Hyper-threading (officially called Hyper-Threading Technology or HT Technology and abbreviated as HTT or HT) is Intel's proprietary simultaneous multithreading (SMT) implementation used to improve parallelization of computations (doing multiple tasks at once) performed on x86 microprocessors. It was introduced on Xeon server processors in February 2002 and on Pentium 4 desktop processors in November 2002. [ citation needed ]Since then, Intel has included this technology in Itanium, Atom, and Core 'i' Series CPUs, among others.
For each processor core that is physically present, the operating system addresses two virtual (logical) cores and shares the workload between them when possible. The main function of hyper-threading is to increase the number of independent instructions in the pipeline; it takes advantage of superscalar architecture, in which multiple instructions operate on separate data in parallel. With HTT, one physical core appears as two processors to the operating system, allowing concurrent scheduling of two processes per core. In addition, two or more processes can use the same resources: If resources for one process are not available, then another process can continue if its resources are available.
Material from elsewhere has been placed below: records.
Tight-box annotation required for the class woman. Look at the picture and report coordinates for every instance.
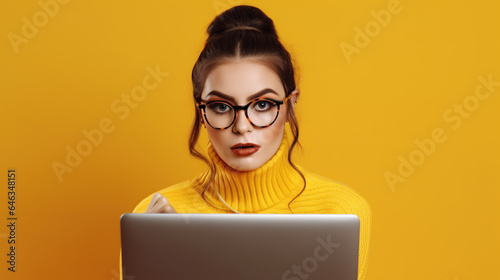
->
[129,6,371,279]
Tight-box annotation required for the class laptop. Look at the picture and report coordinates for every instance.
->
[120,213,359,280]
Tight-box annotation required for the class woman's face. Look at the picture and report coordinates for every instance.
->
[200,60,287,171]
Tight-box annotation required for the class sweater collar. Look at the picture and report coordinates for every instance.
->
[196,129,303,213]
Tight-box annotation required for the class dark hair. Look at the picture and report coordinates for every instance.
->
[189,5,306,211]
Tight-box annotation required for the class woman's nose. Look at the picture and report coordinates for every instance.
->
[233,110,253,134]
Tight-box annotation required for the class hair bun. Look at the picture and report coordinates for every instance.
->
[207,5,278,38]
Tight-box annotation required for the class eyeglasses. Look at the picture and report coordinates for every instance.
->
[198,94,292,130]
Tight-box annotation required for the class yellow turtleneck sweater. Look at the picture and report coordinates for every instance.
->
[120,129,372,280]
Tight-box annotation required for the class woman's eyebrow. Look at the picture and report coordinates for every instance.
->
[207,88,278,103]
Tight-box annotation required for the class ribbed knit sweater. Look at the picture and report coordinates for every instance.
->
[120,130,372,280]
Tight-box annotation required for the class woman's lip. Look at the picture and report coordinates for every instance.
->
[231,143,260,149]
[231,146,260,156]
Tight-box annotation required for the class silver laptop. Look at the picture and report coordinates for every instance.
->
[120,213,359,280]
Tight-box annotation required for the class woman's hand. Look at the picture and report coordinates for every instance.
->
[144,193,177,213]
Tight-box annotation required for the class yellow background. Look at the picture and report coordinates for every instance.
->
[0,0,500,280]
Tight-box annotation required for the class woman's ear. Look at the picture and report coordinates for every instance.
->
[200,110,207,128]
[290,89,300,109]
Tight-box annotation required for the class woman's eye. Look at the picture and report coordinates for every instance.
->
[209,103,231,113]
[253,101,272,111]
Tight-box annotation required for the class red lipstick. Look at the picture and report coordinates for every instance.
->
[231,143,260,156]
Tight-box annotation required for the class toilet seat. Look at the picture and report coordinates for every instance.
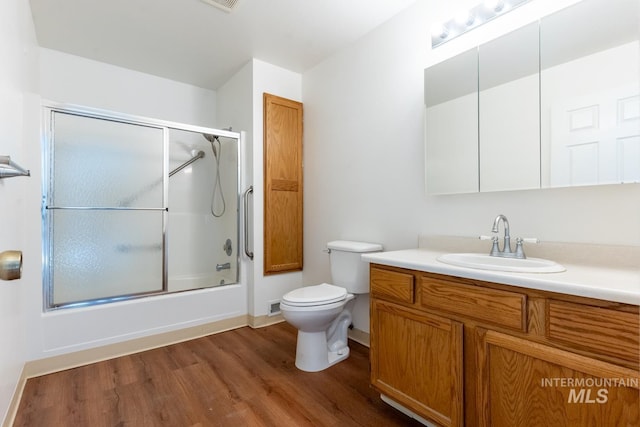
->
[282,283,347,307]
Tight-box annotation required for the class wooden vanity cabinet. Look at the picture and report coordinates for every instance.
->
[370,264,640,427]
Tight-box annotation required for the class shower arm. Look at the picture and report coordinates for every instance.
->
[169,151,204,177]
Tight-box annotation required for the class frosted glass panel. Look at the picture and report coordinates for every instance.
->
[51,210,163,305]
[50,112,163,207]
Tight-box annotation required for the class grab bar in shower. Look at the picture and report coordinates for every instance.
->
[169,151,204,176]
[242,185,253,259]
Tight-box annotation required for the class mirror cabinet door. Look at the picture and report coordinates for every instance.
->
[424,49,479,194]
[479,22,540,192]
[540,0,640,187]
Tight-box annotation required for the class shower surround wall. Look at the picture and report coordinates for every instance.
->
[23,49,247,360]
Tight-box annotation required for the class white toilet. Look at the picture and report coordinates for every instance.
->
[280,240,382,372]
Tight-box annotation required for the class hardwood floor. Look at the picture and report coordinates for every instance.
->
[14,323,421,427]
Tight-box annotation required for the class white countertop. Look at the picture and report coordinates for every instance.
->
[362,248,640,305]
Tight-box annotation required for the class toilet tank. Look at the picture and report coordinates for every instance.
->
[327,240,382,294]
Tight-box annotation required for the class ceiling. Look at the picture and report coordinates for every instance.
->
[30,0,416,90]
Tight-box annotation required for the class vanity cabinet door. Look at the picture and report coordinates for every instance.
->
[476,329,640,427]
[370,298,464,426]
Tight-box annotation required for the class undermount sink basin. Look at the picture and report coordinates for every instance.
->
[438,253,565,273]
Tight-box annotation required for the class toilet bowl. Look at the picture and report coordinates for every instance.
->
[280,241,382,372]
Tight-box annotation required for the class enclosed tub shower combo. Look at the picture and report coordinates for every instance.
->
[42,105,240,310]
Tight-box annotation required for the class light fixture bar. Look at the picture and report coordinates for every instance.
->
[431,0,530,48]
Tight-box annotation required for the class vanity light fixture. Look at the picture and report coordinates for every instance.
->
[431,0,529,48]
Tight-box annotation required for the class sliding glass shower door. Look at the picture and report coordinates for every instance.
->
[43,105,239,309]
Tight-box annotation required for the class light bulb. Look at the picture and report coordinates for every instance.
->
[456,10,476,26]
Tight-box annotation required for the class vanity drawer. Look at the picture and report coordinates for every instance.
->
[547,299,640,362]
[420,276,527,332]
[370,267,415,304]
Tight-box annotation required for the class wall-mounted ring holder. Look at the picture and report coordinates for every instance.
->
[0,251,22,280]
[0,156,31,178]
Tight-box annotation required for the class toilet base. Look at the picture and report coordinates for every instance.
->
[296,331,349,372]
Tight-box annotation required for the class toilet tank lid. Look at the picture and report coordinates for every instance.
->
[327,240,382,252]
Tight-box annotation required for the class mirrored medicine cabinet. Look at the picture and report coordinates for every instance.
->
[424,0,640,194]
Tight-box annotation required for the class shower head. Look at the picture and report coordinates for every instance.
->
[202,133,218,143]
[202,133,220,159]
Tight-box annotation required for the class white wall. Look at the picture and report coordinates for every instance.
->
[40,48,216,128]
[19,49,247,360]
[303,0,640,331]
[0,0,38,424]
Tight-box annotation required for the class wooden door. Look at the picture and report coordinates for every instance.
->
[264,93,303,275]
[476,329,640,427]
[370,298,464,426]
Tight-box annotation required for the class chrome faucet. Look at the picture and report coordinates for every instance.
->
[489,214,524,258]
[216,262,231,271]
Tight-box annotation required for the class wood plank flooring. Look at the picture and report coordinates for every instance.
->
[14,323,421,427]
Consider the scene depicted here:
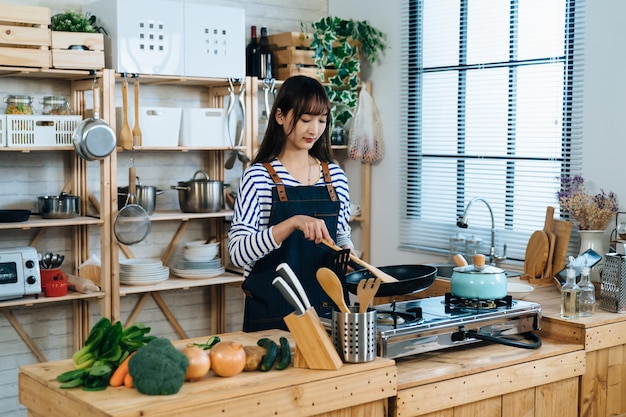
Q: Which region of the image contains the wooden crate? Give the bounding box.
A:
[268,32,319,80]
[0,4,50,68]
[50,31,104,69]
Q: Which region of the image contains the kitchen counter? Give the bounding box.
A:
[19,330,397,417]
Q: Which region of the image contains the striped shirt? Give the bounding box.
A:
[228,159,353,277]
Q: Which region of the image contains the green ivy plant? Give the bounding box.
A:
[301,16,387,126]
[50,10,96,33]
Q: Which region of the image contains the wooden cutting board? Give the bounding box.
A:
[524,230,550,279]
[552,219,572,274]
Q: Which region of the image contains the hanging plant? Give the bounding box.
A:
[301,16,387,126]
[50,10,96,33]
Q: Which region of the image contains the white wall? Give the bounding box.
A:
[329,0,626,265]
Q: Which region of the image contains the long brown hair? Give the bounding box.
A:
[252,75,334,163]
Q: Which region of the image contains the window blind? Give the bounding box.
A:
[399,0,584,260]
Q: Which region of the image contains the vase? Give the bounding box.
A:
[578,230,608,282]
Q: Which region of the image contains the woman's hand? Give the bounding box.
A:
[273,215,333,244]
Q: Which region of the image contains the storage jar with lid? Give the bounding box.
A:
[4,94,33,114]
[41,96,71,116]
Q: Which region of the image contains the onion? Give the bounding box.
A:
[181,343,211,381]
[209,341,246,377]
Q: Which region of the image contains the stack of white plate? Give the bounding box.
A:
[170,258,225,279]
[120,258,170,285]
[183,240,220,262]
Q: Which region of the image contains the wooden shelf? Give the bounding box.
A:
[0,215,104,230]
[120,272,243,297]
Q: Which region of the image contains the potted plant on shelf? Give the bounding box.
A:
[301,16,387,136]
[50,10,104,69]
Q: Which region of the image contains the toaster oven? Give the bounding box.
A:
[0,246,41,300]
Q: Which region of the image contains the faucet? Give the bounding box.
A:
[456,197,506,265]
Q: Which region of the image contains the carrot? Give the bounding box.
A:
[109,352,134,387]
[124,372,133,388]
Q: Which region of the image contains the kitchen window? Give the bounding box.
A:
[400,0,584,260]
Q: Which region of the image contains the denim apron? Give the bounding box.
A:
[242,162,340,332]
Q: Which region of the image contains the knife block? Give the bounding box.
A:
[284,307,343,370]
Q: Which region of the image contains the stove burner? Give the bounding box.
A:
[444,293,513,313]
[376,302,424,329]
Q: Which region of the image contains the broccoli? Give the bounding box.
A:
[128,337,189,395]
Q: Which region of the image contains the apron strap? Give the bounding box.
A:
[322,161,338,201]
[263,162,287,202]
[263,161,339,202]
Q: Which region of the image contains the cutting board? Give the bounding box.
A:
[524,230,550,280]
[552,219,572,275]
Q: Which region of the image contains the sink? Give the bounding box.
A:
[429,263,521,279]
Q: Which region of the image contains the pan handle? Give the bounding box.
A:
[464,330,541,349]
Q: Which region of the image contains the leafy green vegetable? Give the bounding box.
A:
[128,337,189,395]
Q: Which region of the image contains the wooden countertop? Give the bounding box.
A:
[19,330,396,417]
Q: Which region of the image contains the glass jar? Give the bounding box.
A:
[41,96,71,116]
[4,94,33,114]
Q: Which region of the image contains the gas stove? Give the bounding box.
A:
[376,294,541,358]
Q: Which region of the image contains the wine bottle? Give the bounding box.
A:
[257,27,274,80]
[246,26,259,77]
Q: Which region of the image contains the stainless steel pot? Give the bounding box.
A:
[37,193,80,219]
[170,170,224,213]
[72,81,116,161]
[117,178,165,215]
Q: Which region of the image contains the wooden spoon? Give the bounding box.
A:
[119,77,133,151]
[356,278,381,313]
[322,239,398,283]
[133,76,143,146]
[315,268,350,313]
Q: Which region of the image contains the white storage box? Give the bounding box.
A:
[115,106,182,148]
[6,115,83,147]
[184,3,246,78]
[0,114,7,147]
[179,108,230,148]
[83,0,185,75]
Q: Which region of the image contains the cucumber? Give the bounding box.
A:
[256,337,278,372]
[276,337,291,371]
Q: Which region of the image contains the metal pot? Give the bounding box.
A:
[117,185,165,215]
[450,265,507,300]
[170,170,224,213]
[72,81,116,161]
[37,193,80,219]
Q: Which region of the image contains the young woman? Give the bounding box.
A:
[228,76,353,332]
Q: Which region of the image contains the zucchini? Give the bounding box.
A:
[276,337,291,371]
[256,337,278,372]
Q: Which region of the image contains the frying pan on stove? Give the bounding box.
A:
[346,265,437,297]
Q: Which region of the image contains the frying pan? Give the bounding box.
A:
[346,265,437,297]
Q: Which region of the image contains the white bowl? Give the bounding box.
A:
[506,282,535,300]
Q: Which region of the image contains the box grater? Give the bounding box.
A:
[600,253,626,313]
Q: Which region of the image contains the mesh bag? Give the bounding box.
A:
[348,89,384,163]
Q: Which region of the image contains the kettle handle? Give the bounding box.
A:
[192,169,211,180]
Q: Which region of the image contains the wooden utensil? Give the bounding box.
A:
[552,219,572,274]
[132,76,143,146]
[524,230,549,279]
[356,278,381,313]
[322,239,398,283]
[315,268,350,313]
[541,206,556,282]
[119,77,133,151]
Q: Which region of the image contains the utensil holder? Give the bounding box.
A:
[284,307,343,370]
[600,253,626,313]
[332,306,376,363]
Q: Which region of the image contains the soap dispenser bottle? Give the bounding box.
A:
[561,263,581,319]
[578,266,596,317]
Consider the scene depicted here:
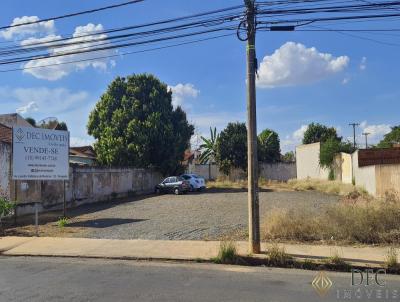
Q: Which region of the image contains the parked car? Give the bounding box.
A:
[181,174,206,191]
[154,176,190,195]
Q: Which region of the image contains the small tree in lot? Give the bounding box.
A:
[199,127,219,164]
[258,129,281,163]
[303,123,341,144]
[217,122,247,175]
[0,190,15,235]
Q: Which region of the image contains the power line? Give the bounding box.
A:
[0,0,144,30]
[0,33,235,73]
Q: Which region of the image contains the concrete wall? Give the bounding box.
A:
[352,151,376,196]
[296,143,329,179]
[0,142,11,198]
[334,152,353,184]
[259,163,297,181]
[187,163,296,181]
[3,167,163,215]
[375,164,400,197]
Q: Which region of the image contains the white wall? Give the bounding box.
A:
[352,151,376,196]
[296,143,329,179]
[0,142,11,198]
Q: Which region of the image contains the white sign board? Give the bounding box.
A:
[13,126,69,180]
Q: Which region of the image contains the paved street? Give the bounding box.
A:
[0,257,400,302]
[11,189,339,240]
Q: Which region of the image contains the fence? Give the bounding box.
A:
[10,167,162,215]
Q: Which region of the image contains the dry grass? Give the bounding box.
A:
[207,177,368,196]
[263,192,400,244]
[288,179,367,196]
[207,178,293,191]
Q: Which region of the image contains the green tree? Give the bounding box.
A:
[377,126,400,148]
[319,137,354,180]
[199,127,219,164]
[282,151,296,163]
[55,122,68,131]
[217,122,247,175]
[303,123,341,144]
[88,74,194,175]
[258,129,281,163]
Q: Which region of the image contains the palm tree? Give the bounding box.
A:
[199,127,219,164]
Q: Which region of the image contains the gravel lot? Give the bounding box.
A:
[36,189,338,240]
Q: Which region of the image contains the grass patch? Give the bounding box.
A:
[262,191,400,244]
[288,178,367,196]
[385,247,400,273]
[57,217,68,229]
[268,244,293,266]
[213,241,240,264]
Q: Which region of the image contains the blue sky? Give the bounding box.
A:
[0,0,400,151]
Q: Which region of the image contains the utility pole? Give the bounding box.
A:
[245,0,260,254]
[349,123,360,150]
[363,132,371,149]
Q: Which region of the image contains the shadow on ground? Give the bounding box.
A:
[66,218,148,229]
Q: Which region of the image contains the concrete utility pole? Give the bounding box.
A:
[363,132,371,149]
[349,123,360,149]
[245,0,260,254]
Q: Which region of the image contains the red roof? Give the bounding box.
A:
[0,124,12,144]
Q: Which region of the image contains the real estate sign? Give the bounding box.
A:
[13,126,69,180]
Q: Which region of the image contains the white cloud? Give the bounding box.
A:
[20,34,62,46]
[168,83,200,107]
[360,121,392,143]
[21,23,115,81]
[16,102,39,114]
[69,136,94,147]
[0,16,55,40]
[360,57,367,71]
[257,42,350,88]
[0,86,99,146]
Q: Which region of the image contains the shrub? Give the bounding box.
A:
[263,193,400,244]
[385,247,400,271]
[214,241,239,264]
[268,244,293,266]
[57,217,68,228]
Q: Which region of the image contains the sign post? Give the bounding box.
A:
[12,126,69,236]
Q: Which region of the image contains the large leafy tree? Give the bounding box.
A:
[88,74,194,175]
[303,123,341,144]
[258,129,281,163]
[199,127,219,164]
[377,126,400,148]
[217,122,247,175]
In addition to requiring simultaneous multithreading support in the operating system, hyper-threading can be properly utilized only with an operating system specifically optimized for it.
Hyper-Threading Technology is a form of simultaneous multithreading technology introduced by Intel, while the concept behind the technology has been patented by Sun Microsystems. Architecturally, a processor with Hyper-Threading Technology consists of two logical processors per core, each of which has its own processor architectural state. Each logical processor can be individually halted, interrupted or directed to execute a specified thread, independently from the other logical processor sharing the same physical core.
Unlike a traditional dual-processor configuration that uses two separate physical processors, the logical processors in a hyper-threaded core share the execution resources. These resources include the execution engine, caches, and system bus interface; the sharing of resources allows two logical processors to work with each other more efficiently, and allows a logical processor to borrow resources from a stalled logical core (assuming both logical cores are associated with the same physical core). A processor stalls when it is waiting for data it has sent for so it can finish processing the present thread. The degree of benefit seen when using a hyper-threaded or multi core processor depends on the needs of the software, and how well it and the operating system are written to manage the processor efficiently.
Hyper-threading works by duplicating certain sections of the processor—those that store the architectural state—but not duplicating the main execution resources. This allows a hyper-threading processor to appear as the usual "physical" processor and an extra "logical" processor to the host operating system (HTT-unaware operating systems see two "physical" processors), allowing the operating system to schedule two threads or processes simultaneously and appropriately. When execution resources would not be used by the current task in a processor without hyper-threading, and especially when the processor is stalled, a hyper-threading equipped processor can use those execution resources to execute another scheduled task. (The processor may stall due to a cache miss, branch misprediction, or data dependency.)
This technology is transparent to operating systems and programs. The minimum that is required to take advantage of hyper-threading is symmetric multiprocessing (SMP) support in the operating system, as the logical processors appear as standard separate processors.
It is possible to optimize operating system behavior on multi-processor hyper-threading capable systems. For example, consider an SMP system with two physical processors that are both hyper-threaded (for a total of four logical processors). If the operating system's thread scheduler is unaware of hyper-threading, it will treat all four logical processors the same. If only two threads are eligible to run, it might choose to schedule those threads on the two logical processors that happen to belong to the same physical processor; that processor would become extremely busy while the other would idle, leading to poorer performance than is possible by scheduling the threads onto different physical processors. This problem can be avoided by improving the scheduler to treat logical processors differently from physical processors; in a sense, this is a limited form of the scheduler changes that are required for NUMA systems.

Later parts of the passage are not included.